Google also made migration easy. Bring your memories, preferences, and chat history from ChatGPT or Claude. This move mirrors what Anthropic did during the OpenAI-Pentagon controversy, when users wanted to leave and Anthropic made it simple. Now Google is doing the same. Smart competitive strategy, though it also signals how commodified these platforms are becoming. If switching is easy, differentiation better be real.

The Audio Arms Race

Text-to-speech saw unusual activity this week. Smallest.ai launched Lightning V3, positioning itself as an 11 Labs competitor with voices designed for conversational agents—complete with hesitations, fillers, the rhythms of actual human speech. "Oh, okay. So, if we leave at um 7. No, wait, that's... Yeah, no, that's too early. Maybe like 8:30," their demo voice says, sounding remarkably like someone actually thinking through logistics.

Mistral released Voxtral TTS, an open-weights model you can run locally. In Mistral's blind test comparing their output to 11 Labs, both samples sounded competent. The advantage of Voxtral isn't quality—it's that you can modify it, run it on your own hardware, avoid usage fees.

Suno updated to v5.5, adding voice cloning. Record three seconds of your voice, generate songs that use it. Wolfe tested it with his speaking voice—"This is what I sound like when I'm speaking in my natural voice. I'm currently singing right now"—and got back music that sounded better than his actual singing. Which, he admitted, wasn't hard.

Google expanded Lyria 3 Pro, their music generation tool. Previously limited to 30-second clips, it now handles three-minute tracks with structured sections: intros, verses, choruses, bridges. Wolfe prompted it for "a dubstep song about rooting for the San Diego Padres" and got something recognizable as dubstep, if not exactly chart-ready.

The pattern here is convergence. Every major player now has text-to-speech. Every major player has music generation. Every major player has conversational AI with vision. The differences come down to speed, cost, and whether you can run it yourself. Not exactly the stuff of revolutionary breakthroughs.

What This Velocity Actually Means

Seventy-four releases in 52 days creates an interesting problem for users: keeping up. Each feature requires learning new interfaces, understanding new limitations, adjusting workflows. The cognitive overhead isn't trivial.

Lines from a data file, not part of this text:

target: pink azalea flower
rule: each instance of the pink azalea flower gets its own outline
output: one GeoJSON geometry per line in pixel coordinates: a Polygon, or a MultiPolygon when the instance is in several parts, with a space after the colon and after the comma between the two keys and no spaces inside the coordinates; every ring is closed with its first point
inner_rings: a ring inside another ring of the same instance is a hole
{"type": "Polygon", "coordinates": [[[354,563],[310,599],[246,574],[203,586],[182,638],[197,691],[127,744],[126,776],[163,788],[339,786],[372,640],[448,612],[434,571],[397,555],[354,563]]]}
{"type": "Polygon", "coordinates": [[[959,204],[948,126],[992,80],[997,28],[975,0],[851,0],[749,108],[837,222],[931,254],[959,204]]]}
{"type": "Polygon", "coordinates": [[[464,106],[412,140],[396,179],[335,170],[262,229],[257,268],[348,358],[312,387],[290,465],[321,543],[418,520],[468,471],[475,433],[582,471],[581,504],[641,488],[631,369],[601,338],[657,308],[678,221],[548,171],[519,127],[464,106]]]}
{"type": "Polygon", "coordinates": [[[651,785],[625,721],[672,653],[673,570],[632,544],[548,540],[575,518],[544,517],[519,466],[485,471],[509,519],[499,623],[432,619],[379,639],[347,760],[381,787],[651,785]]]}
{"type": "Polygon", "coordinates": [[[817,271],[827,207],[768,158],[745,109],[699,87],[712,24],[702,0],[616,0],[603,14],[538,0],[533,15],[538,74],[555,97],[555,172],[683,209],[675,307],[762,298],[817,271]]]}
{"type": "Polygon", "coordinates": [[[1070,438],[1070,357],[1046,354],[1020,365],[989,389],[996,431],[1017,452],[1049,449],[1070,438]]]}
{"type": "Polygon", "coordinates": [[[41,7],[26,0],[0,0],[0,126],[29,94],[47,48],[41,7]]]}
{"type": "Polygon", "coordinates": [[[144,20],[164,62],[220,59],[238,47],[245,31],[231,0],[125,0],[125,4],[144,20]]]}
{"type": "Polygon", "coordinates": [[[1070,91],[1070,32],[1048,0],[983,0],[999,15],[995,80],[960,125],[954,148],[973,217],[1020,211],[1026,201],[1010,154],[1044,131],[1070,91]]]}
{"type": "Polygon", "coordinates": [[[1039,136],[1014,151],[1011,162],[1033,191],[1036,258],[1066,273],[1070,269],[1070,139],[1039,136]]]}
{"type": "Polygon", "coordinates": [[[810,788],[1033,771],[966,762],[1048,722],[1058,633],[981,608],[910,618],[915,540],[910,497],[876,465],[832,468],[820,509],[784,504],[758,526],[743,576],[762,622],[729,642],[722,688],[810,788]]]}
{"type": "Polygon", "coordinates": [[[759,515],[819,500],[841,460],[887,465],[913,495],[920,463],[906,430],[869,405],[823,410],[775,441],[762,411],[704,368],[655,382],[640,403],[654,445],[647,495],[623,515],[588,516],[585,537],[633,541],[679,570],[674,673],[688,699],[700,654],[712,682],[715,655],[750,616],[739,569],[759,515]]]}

Developers using Claude Code might appreciate auto mode eliminating permission prompts. But that same developer also needs to understand computer control, learn the new Projects interface, figure out Dispatch, and track which features require which subscription tier. The friction of constant updates can exceed the value of individual improvements.

This might be why Google emphasized migration tools. They're not just saying "come use our product." They're saying "come use our product without the hassle of starting over." That matters when everyone is shipping constantly and users are exhausted.

The AI sector in early 2025 feels less like a race toward breakthrough capabilities and more like companies competing on execution speed and user experience refinement. Claude can control your computer, but slowly. Google can generate web pages instantly, but they don't persist. Voice cloning works, but mostly for novelty use cases unless you're building specific applications.

None of this is criticism, exactly. Incremental improvement is how most technology actually advances. The hype cycle promised artificial general intelligence. What we're getting is better assistants, faster generation, fewer permission prompts. That gap between promise and delivery has been the story of AI for five decades. This week was no different—just louder and faster.

Bob Reynolds is Senior Technology Correspondent for Buzzrag.